Search code examples
nlpstanford-nlp

How can I stop Stanford CoreNLP from segmenting my sentence


I have segmented resources and resources that match my segmented sentences.

How can I stop Stanford CoreNLP from segmenting my sentence before generating the parsing tree?

I am doing works on Chinese.


Solution

  • Your description is not very precise, so I'm not sure if I interpret your question correctly. It sounds like you want to feed the parser a list of tokens without having corenlp doing any tokenisation, right? If so, it would be useful to know which parser you are using. But with both, you can just feed it a list of tokens and corenlp will not jump in and mess up your tokenisation.

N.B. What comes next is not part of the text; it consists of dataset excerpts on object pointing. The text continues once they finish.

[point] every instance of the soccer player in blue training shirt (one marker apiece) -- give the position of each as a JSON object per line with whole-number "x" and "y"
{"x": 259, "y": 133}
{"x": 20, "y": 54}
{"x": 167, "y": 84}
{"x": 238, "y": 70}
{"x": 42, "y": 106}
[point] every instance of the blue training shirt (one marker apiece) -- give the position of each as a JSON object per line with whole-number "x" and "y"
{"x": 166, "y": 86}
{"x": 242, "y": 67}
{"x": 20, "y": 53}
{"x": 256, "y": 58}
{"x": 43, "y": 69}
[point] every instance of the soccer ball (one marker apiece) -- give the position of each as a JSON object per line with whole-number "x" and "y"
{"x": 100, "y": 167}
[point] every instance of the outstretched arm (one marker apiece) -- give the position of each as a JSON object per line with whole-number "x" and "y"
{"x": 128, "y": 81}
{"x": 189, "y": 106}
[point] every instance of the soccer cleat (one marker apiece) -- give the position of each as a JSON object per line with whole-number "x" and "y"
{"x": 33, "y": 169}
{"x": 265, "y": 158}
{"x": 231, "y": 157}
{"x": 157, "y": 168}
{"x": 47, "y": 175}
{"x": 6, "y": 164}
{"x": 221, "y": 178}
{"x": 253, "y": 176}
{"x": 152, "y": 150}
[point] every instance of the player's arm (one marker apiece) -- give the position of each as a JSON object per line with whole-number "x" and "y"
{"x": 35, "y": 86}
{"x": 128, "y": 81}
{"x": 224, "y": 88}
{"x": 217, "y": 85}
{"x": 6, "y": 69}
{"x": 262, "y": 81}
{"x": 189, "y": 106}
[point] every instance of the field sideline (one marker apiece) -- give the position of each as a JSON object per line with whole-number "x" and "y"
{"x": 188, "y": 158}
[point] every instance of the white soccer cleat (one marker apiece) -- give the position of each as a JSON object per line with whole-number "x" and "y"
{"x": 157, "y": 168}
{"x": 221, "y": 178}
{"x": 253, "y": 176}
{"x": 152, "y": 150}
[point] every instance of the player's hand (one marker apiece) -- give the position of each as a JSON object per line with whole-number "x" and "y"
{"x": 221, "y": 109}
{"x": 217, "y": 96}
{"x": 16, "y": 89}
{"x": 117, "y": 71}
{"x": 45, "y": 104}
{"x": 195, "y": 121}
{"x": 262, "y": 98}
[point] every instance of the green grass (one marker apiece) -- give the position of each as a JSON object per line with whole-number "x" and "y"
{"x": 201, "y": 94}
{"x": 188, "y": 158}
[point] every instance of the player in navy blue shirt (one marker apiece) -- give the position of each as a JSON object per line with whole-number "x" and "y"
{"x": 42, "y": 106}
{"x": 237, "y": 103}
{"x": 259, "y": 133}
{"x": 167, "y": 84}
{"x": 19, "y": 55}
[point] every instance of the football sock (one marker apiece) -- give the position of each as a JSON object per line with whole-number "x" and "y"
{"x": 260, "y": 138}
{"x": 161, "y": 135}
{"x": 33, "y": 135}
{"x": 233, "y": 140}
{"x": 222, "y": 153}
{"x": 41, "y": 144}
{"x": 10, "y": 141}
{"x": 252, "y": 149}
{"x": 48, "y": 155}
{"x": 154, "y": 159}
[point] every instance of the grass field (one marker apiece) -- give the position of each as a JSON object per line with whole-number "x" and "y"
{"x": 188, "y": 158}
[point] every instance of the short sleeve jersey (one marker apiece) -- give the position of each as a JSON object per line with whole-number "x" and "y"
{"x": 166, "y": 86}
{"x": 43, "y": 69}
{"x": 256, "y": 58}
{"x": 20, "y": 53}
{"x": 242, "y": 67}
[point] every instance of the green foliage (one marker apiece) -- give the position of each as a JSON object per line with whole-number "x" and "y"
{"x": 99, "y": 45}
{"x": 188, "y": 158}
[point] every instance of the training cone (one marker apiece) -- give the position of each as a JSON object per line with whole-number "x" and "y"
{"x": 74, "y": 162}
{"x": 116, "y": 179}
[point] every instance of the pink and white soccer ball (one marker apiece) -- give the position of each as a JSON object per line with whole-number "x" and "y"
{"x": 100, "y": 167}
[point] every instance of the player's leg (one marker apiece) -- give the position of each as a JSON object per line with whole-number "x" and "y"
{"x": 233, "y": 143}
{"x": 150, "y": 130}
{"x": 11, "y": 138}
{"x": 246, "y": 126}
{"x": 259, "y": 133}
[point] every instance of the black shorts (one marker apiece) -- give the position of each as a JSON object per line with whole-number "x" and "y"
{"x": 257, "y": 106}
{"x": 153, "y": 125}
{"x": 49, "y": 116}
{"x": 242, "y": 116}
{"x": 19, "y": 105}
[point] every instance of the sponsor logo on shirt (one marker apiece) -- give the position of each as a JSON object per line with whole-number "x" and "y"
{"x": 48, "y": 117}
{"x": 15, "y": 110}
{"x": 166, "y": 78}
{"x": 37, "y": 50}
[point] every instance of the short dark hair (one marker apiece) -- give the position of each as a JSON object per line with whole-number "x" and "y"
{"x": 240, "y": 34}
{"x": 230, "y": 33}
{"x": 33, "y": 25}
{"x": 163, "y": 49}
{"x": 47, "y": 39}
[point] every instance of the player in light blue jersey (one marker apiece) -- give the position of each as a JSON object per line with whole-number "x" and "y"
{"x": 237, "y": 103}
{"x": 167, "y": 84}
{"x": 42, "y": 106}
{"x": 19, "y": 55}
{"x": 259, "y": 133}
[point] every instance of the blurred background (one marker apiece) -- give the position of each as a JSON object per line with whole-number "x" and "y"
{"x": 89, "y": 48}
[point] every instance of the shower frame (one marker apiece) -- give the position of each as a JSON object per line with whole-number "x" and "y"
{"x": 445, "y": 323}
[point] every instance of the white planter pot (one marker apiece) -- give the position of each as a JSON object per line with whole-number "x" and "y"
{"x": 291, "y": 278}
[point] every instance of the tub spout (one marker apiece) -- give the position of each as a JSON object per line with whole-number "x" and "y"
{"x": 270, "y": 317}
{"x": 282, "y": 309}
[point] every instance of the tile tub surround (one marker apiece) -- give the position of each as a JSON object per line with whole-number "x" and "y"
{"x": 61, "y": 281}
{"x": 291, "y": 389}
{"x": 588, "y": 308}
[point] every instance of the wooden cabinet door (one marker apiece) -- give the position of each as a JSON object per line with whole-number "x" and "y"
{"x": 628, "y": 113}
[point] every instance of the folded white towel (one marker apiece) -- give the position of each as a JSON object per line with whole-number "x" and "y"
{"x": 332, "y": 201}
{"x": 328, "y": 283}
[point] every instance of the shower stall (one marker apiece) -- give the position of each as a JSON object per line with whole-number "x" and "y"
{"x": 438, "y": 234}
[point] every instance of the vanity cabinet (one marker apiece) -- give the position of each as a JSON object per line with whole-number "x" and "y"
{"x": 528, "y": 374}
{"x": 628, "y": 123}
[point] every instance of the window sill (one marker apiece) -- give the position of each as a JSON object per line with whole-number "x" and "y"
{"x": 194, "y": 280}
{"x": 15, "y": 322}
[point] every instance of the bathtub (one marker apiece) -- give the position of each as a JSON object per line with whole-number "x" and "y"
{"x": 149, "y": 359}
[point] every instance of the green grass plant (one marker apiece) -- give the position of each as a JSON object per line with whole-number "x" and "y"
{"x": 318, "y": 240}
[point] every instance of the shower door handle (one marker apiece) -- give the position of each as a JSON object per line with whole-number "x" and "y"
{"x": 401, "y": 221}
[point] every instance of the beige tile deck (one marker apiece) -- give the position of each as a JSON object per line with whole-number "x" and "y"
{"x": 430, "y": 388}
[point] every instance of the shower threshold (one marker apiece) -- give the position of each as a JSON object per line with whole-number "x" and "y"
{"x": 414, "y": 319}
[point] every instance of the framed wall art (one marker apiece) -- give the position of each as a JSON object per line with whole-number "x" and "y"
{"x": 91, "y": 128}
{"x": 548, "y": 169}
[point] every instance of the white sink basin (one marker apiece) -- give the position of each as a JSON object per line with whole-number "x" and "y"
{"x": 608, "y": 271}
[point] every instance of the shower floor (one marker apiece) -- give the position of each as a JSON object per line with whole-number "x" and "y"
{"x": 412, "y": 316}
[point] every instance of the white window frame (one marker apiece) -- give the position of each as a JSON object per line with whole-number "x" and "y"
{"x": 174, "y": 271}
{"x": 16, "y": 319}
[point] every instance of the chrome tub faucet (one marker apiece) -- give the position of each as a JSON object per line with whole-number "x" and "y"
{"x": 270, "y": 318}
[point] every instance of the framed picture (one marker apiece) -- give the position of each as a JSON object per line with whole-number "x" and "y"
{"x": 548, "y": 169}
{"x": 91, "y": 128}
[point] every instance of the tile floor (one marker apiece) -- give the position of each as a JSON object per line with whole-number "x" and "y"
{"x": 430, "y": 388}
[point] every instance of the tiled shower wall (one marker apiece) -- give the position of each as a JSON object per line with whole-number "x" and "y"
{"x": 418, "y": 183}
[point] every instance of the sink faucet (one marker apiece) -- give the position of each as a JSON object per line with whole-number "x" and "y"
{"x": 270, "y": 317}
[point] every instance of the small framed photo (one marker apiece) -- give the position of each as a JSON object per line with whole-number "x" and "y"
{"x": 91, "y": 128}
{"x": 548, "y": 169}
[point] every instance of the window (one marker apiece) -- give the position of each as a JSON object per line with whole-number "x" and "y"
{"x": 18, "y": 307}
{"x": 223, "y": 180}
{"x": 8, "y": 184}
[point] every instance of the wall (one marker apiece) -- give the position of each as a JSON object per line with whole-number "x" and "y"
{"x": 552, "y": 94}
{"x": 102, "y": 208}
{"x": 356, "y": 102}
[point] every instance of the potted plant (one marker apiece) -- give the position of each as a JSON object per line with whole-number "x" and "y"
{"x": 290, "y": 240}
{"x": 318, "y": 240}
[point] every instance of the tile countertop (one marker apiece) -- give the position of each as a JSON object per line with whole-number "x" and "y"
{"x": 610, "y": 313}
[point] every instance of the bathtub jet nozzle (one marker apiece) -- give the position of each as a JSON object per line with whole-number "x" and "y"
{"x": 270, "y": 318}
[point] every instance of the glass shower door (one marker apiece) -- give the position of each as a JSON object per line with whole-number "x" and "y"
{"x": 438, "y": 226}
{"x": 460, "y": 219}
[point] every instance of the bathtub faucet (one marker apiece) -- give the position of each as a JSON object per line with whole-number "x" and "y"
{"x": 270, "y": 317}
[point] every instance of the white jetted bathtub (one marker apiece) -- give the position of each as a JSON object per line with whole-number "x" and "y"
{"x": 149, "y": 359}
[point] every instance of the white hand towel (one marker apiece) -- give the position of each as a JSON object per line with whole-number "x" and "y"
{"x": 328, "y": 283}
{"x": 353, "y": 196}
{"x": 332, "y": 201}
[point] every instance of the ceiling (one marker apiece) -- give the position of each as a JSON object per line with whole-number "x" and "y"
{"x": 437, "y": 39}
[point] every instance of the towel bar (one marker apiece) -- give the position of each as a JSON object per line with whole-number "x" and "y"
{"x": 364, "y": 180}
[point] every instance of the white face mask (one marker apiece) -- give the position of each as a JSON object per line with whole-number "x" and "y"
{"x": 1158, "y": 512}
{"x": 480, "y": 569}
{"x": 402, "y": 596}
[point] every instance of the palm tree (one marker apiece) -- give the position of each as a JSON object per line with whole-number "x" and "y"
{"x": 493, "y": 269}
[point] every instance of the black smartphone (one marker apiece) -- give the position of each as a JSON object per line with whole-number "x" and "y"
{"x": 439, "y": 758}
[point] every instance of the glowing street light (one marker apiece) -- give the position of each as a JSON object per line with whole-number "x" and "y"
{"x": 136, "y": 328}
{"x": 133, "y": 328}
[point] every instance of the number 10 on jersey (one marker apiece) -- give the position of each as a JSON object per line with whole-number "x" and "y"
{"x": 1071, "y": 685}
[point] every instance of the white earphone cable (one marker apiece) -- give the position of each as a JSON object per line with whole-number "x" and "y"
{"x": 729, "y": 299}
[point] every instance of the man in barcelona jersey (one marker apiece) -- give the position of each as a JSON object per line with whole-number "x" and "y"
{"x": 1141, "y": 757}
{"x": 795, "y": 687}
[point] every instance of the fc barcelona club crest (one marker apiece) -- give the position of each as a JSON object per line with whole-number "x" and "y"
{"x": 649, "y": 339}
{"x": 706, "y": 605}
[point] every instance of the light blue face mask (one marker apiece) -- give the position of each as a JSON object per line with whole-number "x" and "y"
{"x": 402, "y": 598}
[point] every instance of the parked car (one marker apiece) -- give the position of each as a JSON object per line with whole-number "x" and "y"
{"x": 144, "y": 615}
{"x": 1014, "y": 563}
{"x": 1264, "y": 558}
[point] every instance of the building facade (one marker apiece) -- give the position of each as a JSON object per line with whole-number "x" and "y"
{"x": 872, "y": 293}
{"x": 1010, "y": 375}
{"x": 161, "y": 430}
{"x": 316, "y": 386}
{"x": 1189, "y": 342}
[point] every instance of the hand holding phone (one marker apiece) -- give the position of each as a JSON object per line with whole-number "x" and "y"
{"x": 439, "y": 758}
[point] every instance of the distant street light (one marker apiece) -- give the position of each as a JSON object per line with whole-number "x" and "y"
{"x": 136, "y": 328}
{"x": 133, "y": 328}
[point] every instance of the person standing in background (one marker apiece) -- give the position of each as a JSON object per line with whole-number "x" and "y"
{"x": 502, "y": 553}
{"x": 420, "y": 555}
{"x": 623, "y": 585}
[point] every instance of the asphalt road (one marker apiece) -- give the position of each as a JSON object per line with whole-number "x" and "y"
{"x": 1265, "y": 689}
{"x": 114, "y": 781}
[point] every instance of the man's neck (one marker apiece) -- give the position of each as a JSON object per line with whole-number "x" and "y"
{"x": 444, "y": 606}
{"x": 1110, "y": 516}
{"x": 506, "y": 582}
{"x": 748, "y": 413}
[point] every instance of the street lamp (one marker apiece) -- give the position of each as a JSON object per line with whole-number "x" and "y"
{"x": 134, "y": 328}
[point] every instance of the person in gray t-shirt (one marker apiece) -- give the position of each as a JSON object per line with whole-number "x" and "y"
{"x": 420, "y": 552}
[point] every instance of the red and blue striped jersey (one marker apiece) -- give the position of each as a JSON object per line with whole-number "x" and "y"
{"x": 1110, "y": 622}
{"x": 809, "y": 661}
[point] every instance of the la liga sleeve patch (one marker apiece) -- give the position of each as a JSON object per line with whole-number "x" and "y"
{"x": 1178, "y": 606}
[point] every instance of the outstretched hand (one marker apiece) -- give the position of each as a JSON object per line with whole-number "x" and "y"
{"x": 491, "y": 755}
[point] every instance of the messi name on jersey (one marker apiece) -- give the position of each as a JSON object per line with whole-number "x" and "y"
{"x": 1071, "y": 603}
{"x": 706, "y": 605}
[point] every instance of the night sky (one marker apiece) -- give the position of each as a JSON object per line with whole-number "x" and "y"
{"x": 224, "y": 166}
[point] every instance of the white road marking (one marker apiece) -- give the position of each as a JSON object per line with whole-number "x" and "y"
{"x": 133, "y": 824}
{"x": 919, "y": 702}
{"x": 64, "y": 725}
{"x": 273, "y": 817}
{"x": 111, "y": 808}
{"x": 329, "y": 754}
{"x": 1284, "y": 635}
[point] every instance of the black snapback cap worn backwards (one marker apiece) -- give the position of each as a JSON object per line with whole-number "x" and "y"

I haven't worked with the chinese resources, but the following could help you (if you have done tokenisation before already, and splitting on whitespace results in proper tokenisation):

        String sentence = "I can't do that .";
        ArrayList<HasWord> hwl = new ArrayList<HasWord>();
        String[] tokens = sentence.split(" ");
        for (String t : tokens){
         HasWord hw = new Word();
         hw.setWord(t);
         hwl.add(hw);
        }
        LexicalizedParser lexParser = LexicalizedParser.loadModel("<path to chinese lex parsing here>","-maxLength", "70");
        Tree cTree = lexParser.parse(hwl);
        System.out.println("c tree:" + cTree);
    
    
        DependencyParser parser = DependencyParser.loadFromModelFile("<chinese model for dep parsing here>");
        MaxentTagger tagger = new MaxentTagger("<path to your tagger file goes here");
        List<TaggedWord> tagged = tagger.tagSentence(hwl);
        GrammaticalStructure gs = parser.predict(tagged);
        System.out.println("dep tree:" + gs.typedDependencies());
    

    Deleting the stderr lines that are written, this results in:

    c tree:(ROOT (S (MPN (FM I) (FM can't)) (VVFIN do) (ADJD that) ($. .)))
    dep tree:[nsubj(can't-2, I-1), root(ROOT-0, can't-2), xcomp(can't-2, do-3), dobj(do-3, that-4), punct(can't-2, .-5)]
    

    hope this helps.